A spouse can give to MANY compliments? :scratchhead: I respectfully disagree. One is married to another for ideally a lifetime, why not feed and shower them with compliments, especially if the receiving spouses love language is "talk/acts of service?".....giving regular compliments to one IS an ACT of service...


----------



## clipclop2

Yes a spouse can give too many compliments.

Do you feed and shower your spouse with them?


----------



## richardsharpe

Good evening over20
At least for me its a different sort of effect. When your partner says something nice, especially if you have been together a long time it means something very special and important.

If a stranger tosses you a compliment it provides a quick but short lasting thrill. A chocolate, rather than a meal. 

It helps support that feeling that you are with your partner because you WANT to be with them, not have any creeping doubt that maybe no one else would have you. (I think in an ideal relationship, each partner feels that they have their pick of a huge number of people - but have chosen the person they are with). 



over20 said:


> I see your point Richard, and I have to say you are always sooo polite and friendly with your greetings
> 
> On the flip side though, I find my husbands compliments to mean MORE to me because he also knows of my flaws. The stranger doesn't.


----------



## over20

clipclop2 said:


> Yes a spouse can give too many compliments.
> 
> Do you feed and shower your spouse with them?


Yes, I do!  I tell him how proud I am of him for providing for me and our children. I tell him how good looking he is as an older man and that I still find him sexy...(i.e. nice arzz, sexy eyes, great shoulders). I thank him for remaining sexually pure in a very tempting profession. I tell him how smart he is for knowing how to fix our cars and home on top of knowing medicine.....

I adore him and never want him to be starved for affection or words of praise....


In turn he thanks me for being his "number one fan and blonde angel"


----------



## treyvion

over20 said:


> I see your point Richard, and I have to say you are always sooo polite and friendly with your greetings
> 
> On the flip side though, I find my husbands compliments to mean MORE to me because he also knows of my flaws. The stranger doesn't.


You are the right kind of wife. You know in a bar environment people are going to be hit on, it means no big deal and they will do it to the next woman if you weren't there. Your husbands remarks and actions carry much more weight, when like your seeing to some in the world, the strangers remarks and actions carry much more weight and power.


----------



## over20

treyvion said:


> You are the right kind of wife. You know in a bar environment people are going to be hit on, it means no big deal and they will do it to the next woman if you weren't there. Your husbands remarks and actions carry much more weight, when like your seeing to some in the world, the strangers remarks and actions carry much more weight and power.
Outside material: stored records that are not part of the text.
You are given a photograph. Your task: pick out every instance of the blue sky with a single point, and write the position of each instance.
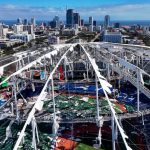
(47, 9)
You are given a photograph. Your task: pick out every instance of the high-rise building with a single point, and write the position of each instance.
(18, 28)
(82, 22)
(33, 22)
(25, 22)
(1, 29)
(28, 28)
(56, 18)
(114, 37)
(69, 17)
(107, 21)
(76, 18)
(117, 25)
(91, 20)
(94, 23)
(19, 21)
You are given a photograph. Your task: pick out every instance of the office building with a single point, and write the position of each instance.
(94, 23)
(1, 30)
(91, 20)
(107, 21)
(18, 28)
(33, 22)
(28, 28)
(25, 22)
(117, 25)
(24, 37)
(91, 28)
(82, 22)
(19, 21)
(69, 17)
(53, 39)
(114, 37)
(76, 18)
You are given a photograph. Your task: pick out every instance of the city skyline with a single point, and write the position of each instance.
(45, 10)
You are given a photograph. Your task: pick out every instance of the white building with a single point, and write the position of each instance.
(91, 20)
(53, 40)
(146, 29)
(91, 28)
(1, 30)
(18, 28)
(67, 32)
(114, 37)
(24, 37)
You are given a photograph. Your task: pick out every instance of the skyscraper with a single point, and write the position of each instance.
(1, 30)
(94, 23)
(69, 17)
(76, 18)
(33, 22)
(25, 22)
(91, 20)
(82, 22)
(19, 21)
(107, 21)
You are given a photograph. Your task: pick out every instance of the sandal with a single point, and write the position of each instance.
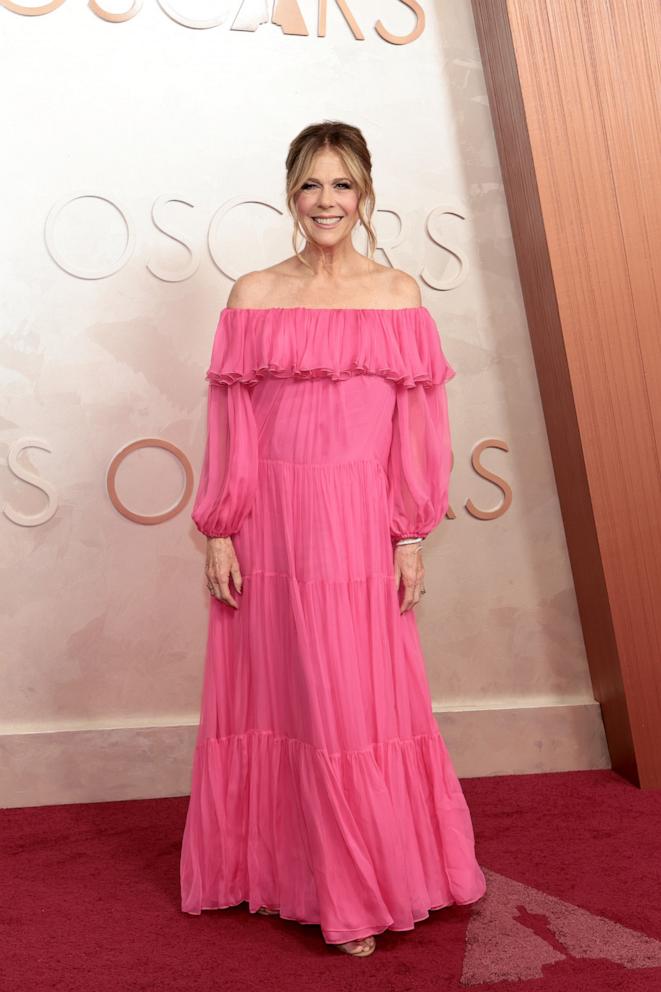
(361, 948)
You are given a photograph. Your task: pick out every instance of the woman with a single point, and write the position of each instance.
(322, 789)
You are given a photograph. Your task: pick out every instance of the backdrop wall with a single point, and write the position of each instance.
(145, 173)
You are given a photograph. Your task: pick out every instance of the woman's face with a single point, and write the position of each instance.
(327, 191)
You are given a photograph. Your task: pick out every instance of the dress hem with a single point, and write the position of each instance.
(357, 933)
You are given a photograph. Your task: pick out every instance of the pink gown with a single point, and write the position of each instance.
(321, 785)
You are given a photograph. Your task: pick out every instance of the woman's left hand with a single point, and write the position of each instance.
(410, 569)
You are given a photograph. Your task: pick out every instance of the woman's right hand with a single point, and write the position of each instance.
(221, 563)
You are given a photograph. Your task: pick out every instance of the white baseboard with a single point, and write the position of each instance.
(103, 764)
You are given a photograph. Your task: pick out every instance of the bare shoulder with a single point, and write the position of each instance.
(253, 289)
(404, 289)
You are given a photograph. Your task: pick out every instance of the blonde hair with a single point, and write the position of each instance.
(349, 143)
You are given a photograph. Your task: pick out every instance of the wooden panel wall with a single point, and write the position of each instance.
(575, 95)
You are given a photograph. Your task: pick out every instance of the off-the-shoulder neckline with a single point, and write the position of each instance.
(323, 309)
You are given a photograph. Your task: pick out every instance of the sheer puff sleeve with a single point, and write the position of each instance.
(420, 458)
(228, 479)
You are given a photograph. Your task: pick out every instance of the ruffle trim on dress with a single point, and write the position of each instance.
(356, 841)
(402, 345)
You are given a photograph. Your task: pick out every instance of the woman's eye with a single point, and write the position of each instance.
(344, 185)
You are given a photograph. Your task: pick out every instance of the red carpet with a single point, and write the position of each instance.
(89, 902)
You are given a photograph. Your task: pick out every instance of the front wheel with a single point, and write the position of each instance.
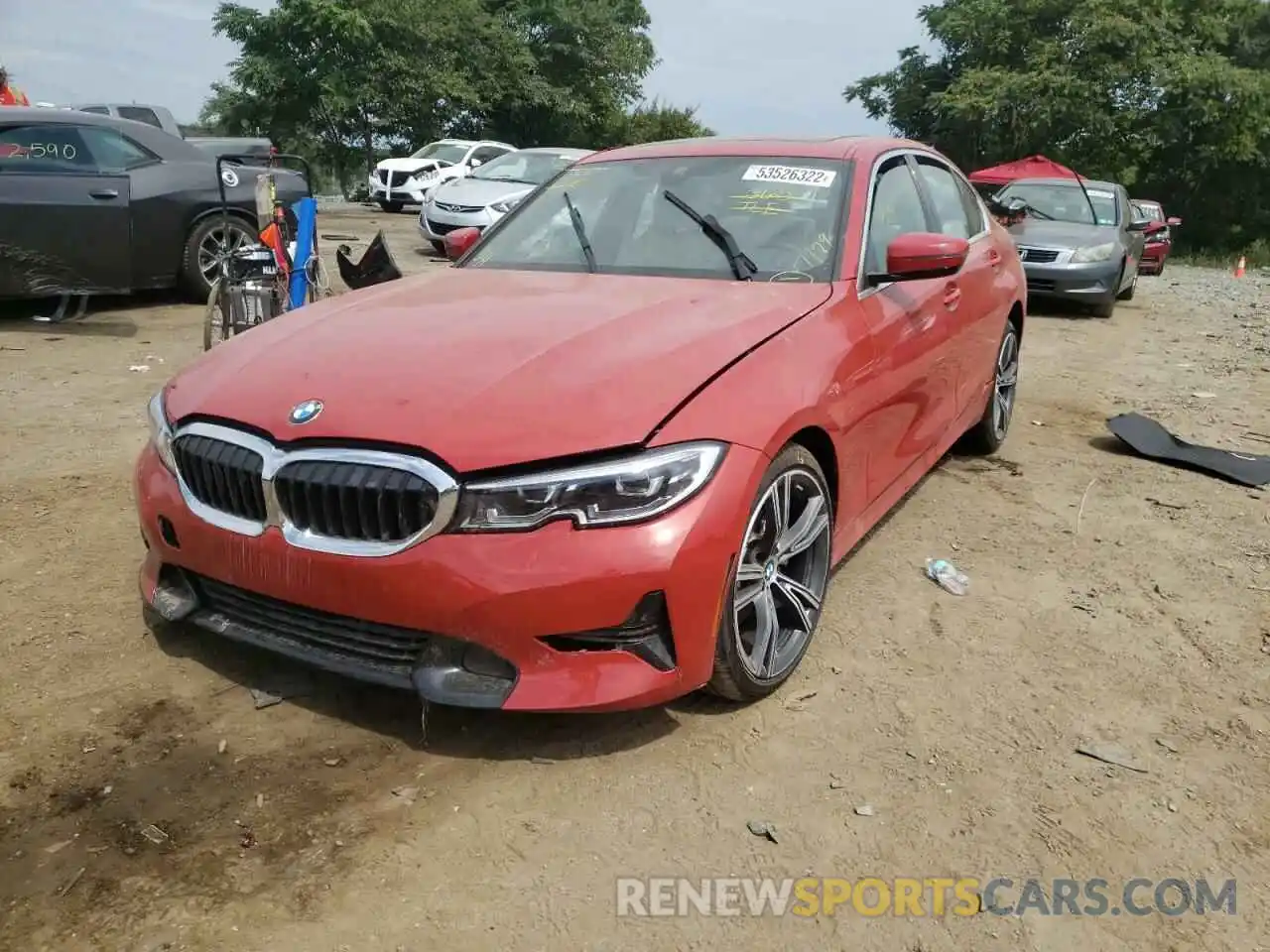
(778, 588)
(989, 431)
(211, 240)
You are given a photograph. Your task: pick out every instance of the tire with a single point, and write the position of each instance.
(784, 590)
(1127, 295)
(987, 435)
(200, 249)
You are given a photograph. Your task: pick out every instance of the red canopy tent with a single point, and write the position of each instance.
(1034, 167)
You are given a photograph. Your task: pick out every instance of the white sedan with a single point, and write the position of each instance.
(481, 198)
(407, 180)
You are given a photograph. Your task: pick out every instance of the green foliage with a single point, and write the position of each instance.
(1169, 96)
(341, 80)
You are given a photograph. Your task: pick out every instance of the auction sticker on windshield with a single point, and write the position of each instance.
(794, 175)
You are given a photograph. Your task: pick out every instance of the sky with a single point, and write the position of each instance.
(748, 68)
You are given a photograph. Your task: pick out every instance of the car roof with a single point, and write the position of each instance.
(861, 148)
(470, 143)
(564, 151)
(167, 145)
(1088, 182)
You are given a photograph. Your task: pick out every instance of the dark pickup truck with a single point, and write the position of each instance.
(162, 118)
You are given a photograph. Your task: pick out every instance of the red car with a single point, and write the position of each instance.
(612, 454)
(1160, 240)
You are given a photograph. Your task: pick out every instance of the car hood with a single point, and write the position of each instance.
(481, 191)
(488, 368)
(1061, 234)
(407, 164)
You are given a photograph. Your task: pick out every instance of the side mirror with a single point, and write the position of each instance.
(925, 255)
(460, 241)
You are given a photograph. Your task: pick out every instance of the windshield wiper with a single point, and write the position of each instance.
(742, 266)
(579, 229)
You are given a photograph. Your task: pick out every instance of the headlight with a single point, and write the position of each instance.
(507, 204)
(160, 431)
(601, 494)
(1093, 253)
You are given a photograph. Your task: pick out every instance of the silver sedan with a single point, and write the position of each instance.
(490, 191)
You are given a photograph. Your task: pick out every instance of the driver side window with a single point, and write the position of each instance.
(897, 209)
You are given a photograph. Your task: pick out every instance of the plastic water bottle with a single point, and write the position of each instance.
(947, 575)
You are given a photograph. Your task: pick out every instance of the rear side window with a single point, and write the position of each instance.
(139, 113)
(53, 149)
(114, 153)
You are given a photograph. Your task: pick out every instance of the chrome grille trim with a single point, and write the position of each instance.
(275, 458)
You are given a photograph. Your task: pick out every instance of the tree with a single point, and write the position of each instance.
(348, 77)
(1173, 100)
(654, 122)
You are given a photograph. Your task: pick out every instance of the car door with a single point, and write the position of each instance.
(913, 402)
(975, 306)
(1135, 241)
(64, 222)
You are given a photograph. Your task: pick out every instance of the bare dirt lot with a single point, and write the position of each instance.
(146, 802)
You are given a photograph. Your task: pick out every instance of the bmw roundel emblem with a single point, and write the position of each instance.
(305, 412)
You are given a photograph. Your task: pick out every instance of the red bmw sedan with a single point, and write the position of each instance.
(611, 456)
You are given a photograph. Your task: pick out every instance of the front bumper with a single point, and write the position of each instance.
(1091, 282)
(436, 223)
(553, 620)
(413, 191)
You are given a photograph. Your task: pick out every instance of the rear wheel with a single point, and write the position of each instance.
(778, 587)
(989, 431)
(1127, 295)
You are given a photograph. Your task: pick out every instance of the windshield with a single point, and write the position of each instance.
(530, 168)
(784, 213)
(1148, 211)
(1064, 202)
(445, 153)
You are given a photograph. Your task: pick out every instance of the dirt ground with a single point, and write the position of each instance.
(1111, 598)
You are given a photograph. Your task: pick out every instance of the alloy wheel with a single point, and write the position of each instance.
(783, 574)
(1006, 384)
(220, 241)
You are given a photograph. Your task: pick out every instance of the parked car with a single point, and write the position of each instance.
(611, 456)
(1078, 243)
(162, 118)
(91, 204)
(397, 182)
(1159, 234)
(490, 191)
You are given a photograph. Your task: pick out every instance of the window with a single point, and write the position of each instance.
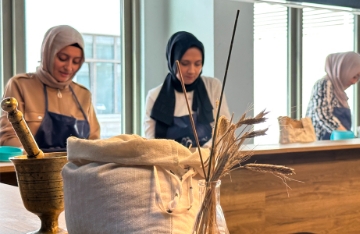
(101, 72)
(270, 67)
(324, 32)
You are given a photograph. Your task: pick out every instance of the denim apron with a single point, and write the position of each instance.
(344, 116)
(56, 128)
(181, 131)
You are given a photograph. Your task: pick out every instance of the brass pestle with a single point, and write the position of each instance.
(38, 174)
(16, 118)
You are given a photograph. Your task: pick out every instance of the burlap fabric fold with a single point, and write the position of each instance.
(129, 184)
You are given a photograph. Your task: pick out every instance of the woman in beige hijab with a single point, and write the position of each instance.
(328, 107)
(54, 106)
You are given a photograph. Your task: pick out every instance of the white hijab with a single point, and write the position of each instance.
(55, 39)
(340, 68)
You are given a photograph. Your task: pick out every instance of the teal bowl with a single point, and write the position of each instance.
(7, 152)
(341, 135)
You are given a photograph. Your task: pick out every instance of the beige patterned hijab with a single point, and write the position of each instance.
(55, 39)
(340, 68)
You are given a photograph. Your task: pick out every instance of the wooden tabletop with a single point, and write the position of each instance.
(14, 218)
(303, 147)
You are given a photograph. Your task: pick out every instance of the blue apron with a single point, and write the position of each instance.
(344, 116)
(181, 131)
(56, 128)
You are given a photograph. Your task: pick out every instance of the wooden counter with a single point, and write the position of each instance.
(326, 201)
(14, 218)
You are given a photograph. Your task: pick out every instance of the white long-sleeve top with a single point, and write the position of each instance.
(213, 87)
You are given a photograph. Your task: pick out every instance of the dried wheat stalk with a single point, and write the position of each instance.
(226, 154)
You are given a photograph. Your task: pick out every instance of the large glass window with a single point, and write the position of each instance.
(270, 66)
(324, 32)
(101, 71)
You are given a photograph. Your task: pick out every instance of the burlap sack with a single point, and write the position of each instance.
(128, 184)
(296, 131)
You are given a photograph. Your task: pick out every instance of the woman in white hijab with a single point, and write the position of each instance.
(54, 106)
(328, 107)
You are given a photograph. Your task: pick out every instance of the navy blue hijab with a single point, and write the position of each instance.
(164, 106)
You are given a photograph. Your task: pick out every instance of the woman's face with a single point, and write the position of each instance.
(66, 63)
(352, 81)
(190, 65)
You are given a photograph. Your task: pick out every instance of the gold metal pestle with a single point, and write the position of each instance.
(38, 174)
(16, 118)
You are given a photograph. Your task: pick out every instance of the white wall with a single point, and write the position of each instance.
(239, 87)
(212, 22)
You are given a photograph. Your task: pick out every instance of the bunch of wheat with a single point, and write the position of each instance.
(226, 154)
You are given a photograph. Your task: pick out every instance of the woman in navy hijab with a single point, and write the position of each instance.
(167, 116)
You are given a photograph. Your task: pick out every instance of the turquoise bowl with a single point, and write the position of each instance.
(7, 152)
(341, 135)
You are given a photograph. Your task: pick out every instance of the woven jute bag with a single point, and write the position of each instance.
(128, 184)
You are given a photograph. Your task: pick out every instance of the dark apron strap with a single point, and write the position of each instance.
(78, 103)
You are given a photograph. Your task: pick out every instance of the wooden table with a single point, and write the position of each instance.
(14, 218)
(326, 201)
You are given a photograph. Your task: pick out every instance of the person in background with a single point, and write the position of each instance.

Exactly....to my husband I am "the" one in a million...to other men I am one "of" a million.


----------



## lifeistooshort

richardsharpe said:


> Good evening over20
> At least for me its a different sort of effect. When your partner says something nice, especially if you have been together a long time it means something very special and important.
> 
> If a stranger tosses you a compliment it provides a quick but short lasting thrill. A chocolate, rather than a meal.
> 
> It helps support that feeling that you are with your partner because you WANT to be with them, not have any creeping doubt that maybe no one else would have you. (I think in an ideal relationship, each partner feels that they have their pick of a huge number of people - but have chosen the person they are with).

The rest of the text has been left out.